I had no good answers to the questions I projected onto him. It would not do to claim I wanted to be a doctor’s wife. It would not do, either, to describe the way I was drawn to Jonathan, and he to me. Or to explain the bargain I’d struck in the clinic on that bright winter day. It would not even do to tell my father I was in love. Which I was quite convincingly, and still am, though Jonathan no longer believes it, and my love may no longer be returned.

Why did I expend worry about what my father might think?
After all, he was the one who had disappointed me. He was the one who had dodged rehab and abandoned his family. He was the one who had let the IRS suck my life savings away and promised to send a wire to London but never did. He was the one who let Christmas come and go without a word. He was the one who was about to marry another woman. I knew all this to be true, but I could not feel its truth inside me. All I could feel was the awfulness of shattering the vision he’d had of my future, even though that vision had never been especially well defined.

I finally did send him a letter explaining that I was getting married and having a baby. I’m not sure I actually invited him to the wedding. Probably I was afraid that if I asked him to walk me down the aisle he would say no, he couldn’t make the trip from Maine. Or he would say yes, then not show up. Or he would show up and try to talk me out of it. Or he would come and be generous, and kind, and false.

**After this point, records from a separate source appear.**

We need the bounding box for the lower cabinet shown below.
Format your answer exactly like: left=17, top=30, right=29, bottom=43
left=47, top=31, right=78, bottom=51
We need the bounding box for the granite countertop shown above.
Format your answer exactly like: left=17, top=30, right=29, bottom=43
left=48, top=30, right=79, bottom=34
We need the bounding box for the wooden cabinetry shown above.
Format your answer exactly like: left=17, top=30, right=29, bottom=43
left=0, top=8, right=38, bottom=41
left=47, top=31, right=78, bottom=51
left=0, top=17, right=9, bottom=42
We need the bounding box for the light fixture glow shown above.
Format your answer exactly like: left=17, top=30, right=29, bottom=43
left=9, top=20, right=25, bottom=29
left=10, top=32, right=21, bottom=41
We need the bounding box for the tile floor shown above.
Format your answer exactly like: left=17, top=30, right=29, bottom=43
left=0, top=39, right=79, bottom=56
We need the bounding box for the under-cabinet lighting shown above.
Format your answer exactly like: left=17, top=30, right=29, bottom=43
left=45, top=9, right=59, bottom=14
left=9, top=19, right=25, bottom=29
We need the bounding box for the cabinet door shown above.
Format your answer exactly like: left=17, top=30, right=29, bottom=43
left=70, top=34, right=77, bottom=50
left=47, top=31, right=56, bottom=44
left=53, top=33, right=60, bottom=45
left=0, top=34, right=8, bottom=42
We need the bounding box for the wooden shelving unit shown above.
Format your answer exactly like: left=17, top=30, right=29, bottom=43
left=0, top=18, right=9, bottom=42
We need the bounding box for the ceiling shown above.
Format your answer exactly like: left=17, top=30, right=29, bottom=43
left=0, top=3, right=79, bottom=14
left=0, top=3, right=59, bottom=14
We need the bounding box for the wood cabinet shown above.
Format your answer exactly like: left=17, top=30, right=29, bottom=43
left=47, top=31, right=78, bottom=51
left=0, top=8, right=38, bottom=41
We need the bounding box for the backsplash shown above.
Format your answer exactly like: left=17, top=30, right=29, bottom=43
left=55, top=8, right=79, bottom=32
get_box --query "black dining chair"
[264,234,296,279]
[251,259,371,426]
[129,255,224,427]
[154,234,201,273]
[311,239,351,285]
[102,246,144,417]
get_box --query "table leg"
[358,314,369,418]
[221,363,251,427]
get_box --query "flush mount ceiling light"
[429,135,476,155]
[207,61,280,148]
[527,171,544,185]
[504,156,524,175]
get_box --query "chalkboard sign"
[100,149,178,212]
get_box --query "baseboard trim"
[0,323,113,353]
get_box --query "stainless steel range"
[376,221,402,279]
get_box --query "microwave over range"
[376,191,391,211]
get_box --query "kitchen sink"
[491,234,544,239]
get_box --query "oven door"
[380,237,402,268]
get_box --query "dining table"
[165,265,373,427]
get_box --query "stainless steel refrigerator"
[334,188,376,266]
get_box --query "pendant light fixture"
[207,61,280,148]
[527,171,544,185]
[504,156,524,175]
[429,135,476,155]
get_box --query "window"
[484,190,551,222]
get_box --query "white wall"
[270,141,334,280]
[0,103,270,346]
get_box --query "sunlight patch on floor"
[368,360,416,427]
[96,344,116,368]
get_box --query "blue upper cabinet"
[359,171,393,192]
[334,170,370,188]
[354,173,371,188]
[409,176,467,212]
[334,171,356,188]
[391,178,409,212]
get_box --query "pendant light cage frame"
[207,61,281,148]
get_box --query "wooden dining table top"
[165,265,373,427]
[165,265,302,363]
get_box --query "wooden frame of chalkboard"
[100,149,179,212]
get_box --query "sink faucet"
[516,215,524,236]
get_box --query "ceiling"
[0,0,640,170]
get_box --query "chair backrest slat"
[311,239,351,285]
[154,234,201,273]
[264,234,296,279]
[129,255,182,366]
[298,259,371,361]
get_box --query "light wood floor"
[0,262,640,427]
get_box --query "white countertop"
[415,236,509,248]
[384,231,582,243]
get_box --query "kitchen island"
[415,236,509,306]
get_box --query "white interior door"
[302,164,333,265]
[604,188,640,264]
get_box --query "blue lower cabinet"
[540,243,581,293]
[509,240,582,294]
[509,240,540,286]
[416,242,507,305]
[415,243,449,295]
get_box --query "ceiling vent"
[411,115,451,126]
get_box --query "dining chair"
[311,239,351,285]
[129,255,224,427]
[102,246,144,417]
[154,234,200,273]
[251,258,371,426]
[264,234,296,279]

So I didn’t ask. And he didn’t come.

Then he sent the money, and I sent it back. Why make a copy of the cashier’s check, and, more important, why send it back? It wasn’t that I had forgiven him; I had never had the fortitude to hold it against him in the first place. I thought I was doing a brave and noble thing. I thought the gesture of sending the money back would be received in the spirit in which I’d intended it, and that it would end the estrangement that had sprung up between us. Instead, it seemed to set that estrangement in stone.